News24 Wire
Wire Service
2 minute read
9 Jun 2020
12:50 pm

Eastern Cape records highest number of schools still closed

News24 Wire

Thirty-six teachers have so far tested positive for Covid-19 in the Western Cape, while Gauteng reported 11 teachers who had contracted the virus.

A limited amount of pupils return to school under strict hygiene conditions at Mimosa Foundation school, 8 June 2020. Picture: Tracy Lee Stark

A number of Eastern Cape schools failed to open on Monday.

Basic Education Minister Angie Motshekga said on Tuesday this was due to a number of issues with some of the schools in the province.

Addressing the media outside Peter Zongwane Primary School in Tembisa, Motshekga said she didn’t have the exact number of schools that were affected, but was informed that the Eastern Cape recorded a high number of schools that did not open, followed by the Western Cape and Gauteng.

“I don’t have a full number of schools that didn’t open nationally, I only have province by province and I know that the Eastern Cape has a big number.
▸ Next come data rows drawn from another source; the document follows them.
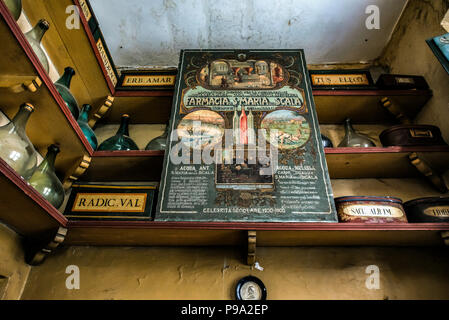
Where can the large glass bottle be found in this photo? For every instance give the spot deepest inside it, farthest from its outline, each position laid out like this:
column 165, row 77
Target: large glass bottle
column 121, row 140
column 84, row 125
column 15, row 6
column 15, row 147
column 34, row 37
column 354, row 139
column 158, row 143
column 63, row 87
column 45, row 180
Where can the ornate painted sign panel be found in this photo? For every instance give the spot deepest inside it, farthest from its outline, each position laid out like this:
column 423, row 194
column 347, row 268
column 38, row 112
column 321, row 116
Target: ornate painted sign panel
column 244, row 141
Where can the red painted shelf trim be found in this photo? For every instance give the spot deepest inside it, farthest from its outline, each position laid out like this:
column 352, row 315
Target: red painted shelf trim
column 316, row 93
column 20, row 37
column 155, row 93
column 388, row 93
column 266, row 226
column 387, row 150
column 12, row 175
column 131, row 153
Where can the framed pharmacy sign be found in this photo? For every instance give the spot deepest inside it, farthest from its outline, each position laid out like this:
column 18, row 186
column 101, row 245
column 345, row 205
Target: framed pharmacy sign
column 244, row 141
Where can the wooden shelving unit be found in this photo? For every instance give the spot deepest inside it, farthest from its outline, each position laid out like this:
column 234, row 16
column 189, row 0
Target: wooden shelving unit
column 333, row 106
column 20, row 60
column 343, row 163
column 74, row 47
column 26, row 211
column 363, row 106
column 268, row 234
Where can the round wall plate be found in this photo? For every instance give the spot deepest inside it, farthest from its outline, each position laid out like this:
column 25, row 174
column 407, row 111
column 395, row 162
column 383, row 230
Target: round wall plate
column 251, row 288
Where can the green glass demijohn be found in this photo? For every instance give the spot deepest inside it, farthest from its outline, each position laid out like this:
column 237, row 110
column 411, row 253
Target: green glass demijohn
column 15, row 7
column 45, row 180
column 121, row 140
column 15, row 147
column 158, row 143
column 84, row 125
column 34, row 37
column 354, row 139
column 63, row 87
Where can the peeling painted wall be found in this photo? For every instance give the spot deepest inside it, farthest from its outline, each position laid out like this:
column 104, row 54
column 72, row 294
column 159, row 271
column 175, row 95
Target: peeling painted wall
column 151, row 33
column 212, row 273
column 408, row 53
column 13, row 270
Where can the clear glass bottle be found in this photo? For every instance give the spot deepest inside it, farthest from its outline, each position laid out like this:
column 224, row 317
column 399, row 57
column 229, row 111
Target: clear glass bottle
column 15, row 147
column 15, row 7
column 34, row 37
column 84, row 125
column 354, row 139
column 158, row 143
column 45, row 181
column 121, row 140
column 63, row 87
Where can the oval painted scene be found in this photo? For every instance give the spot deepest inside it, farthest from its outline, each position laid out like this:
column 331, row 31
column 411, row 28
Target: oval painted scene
column 292, row 129
column 201, row 129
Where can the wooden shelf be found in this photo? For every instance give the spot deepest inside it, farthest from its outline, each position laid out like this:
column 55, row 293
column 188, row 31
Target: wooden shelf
column 343, row 163
column 142, row 109
column 74, row 47
column 363, row 106
column 20, row 60
column 268, row 234
column 333, row 106
column 125, row 166
column 24, row 209
column 378, row 162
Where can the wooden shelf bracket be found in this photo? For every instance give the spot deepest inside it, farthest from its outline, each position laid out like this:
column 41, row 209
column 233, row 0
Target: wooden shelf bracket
column 101, row 111
column 252, row 241
column 77, row 171
column 36, row 254
column 428, row 172
column 445, row 236
column 395, row 110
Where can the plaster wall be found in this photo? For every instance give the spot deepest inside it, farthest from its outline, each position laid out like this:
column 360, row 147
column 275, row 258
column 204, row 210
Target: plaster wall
column 13, row 270
column 408, row 53
column 212, row 273
column 151, row 33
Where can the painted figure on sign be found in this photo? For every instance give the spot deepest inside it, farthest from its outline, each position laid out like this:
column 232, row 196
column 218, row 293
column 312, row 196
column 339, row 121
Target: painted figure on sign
column 243, row 127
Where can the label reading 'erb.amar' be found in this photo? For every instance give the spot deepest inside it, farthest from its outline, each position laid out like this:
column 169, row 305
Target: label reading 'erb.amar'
column 109, row 202
column 106, row 62
column 373, row 211
column 149, row 80
column 440, row 212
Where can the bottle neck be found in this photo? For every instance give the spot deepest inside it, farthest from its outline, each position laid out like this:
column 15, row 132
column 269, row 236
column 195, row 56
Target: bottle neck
column 49, row 161
column 37, row 32
column 165, row 131
column 66, row 78
column 84, row 115
column 21, row 118
column 348, row 127
column 123, row 130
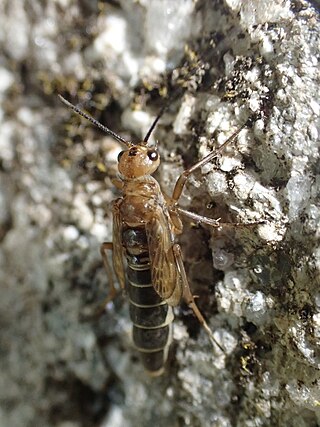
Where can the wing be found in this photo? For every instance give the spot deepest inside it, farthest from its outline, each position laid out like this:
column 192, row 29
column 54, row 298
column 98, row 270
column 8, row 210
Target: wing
column 117, row 245
column 164, row 273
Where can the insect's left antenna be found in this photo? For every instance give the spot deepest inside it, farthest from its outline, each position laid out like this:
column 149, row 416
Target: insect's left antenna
column 95, row 122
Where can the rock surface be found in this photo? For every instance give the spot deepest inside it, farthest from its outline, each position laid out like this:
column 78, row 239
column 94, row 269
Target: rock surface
column 258, row 286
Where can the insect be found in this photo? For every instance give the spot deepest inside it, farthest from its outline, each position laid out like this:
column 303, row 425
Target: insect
column 145, row 224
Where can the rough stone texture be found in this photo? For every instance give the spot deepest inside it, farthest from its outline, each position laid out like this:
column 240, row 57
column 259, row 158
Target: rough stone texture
column 257, row 286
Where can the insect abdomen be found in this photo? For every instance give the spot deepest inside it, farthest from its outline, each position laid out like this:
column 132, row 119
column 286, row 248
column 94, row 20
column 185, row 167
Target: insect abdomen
column 150, row 315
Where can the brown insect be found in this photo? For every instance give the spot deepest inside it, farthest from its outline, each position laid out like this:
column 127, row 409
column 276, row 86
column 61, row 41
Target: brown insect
column 145, row 224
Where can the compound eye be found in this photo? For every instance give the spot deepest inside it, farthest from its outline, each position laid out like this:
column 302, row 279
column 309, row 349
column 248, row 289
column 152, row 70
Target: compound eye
column 153, row 155
column 120, row 155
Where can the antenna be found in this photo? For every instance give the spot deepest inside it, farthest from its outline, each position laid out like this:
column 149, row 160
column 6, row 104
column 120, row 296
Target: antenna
column 95, row 122
column 145, row 139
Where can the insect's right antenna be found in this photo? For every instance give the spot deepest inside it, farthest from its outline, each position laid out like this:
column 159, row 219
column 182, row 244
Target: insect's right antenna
column 95, row 122
column 145, row 139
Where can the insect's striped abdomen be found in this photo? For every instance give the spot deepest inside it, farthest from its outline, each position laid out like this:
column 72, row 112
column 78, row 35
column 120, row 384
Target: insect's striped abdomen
column 150, row 315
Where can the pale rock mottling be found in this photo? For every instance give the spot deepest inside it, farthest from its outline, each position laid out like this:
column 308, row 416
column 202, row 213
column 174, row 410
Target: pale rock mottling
column 258, row 286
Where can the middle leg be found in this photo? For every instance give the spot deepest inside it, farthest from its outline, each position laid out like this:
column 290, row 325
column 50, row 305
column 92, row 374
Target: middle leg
column 189, row 298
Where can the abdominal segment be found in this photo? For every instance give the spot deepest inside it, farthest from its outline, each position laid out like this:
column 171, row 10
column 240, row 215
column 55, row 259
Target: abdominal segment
column 150, row 315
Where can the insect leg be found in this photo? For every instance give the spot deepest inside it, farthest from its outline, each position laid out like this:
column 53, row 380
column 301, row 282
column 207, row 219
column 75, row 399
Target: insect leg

Western Cape is also a moving target because their schools have to be decontaminated after people being affected.

“Those schools in the Western Cape are forced to close and open to deal with disinfection as people test positive,” Motshekga said.

Motshekga said pupils should be sent home in the absence of drinking water at their school.

“If there is no water to wash hands, they must use sanitisers, but if there is no drinking water, they must not keep children in schools.

“We are doing everything in our power to make sure that we do it by the book, to make sure that we protect children. We don’t want to say doctors are saying children are less at risk. That is not our space.

“Our space is to put all measures in place. We work with parents and ensure our children are safe and have masks and sanitisers,” she said.

Motshekga warned teachers to ensure that children are safe in schools and if they see any risk they should not take any chances.

“If children turn up without masks, return them back. If there is no water we ask them to go home. This is a very difficult time. We can’t predict anything. All we can do is to do our ultimate best to protect them and that is the best we can do,” Motshekga said.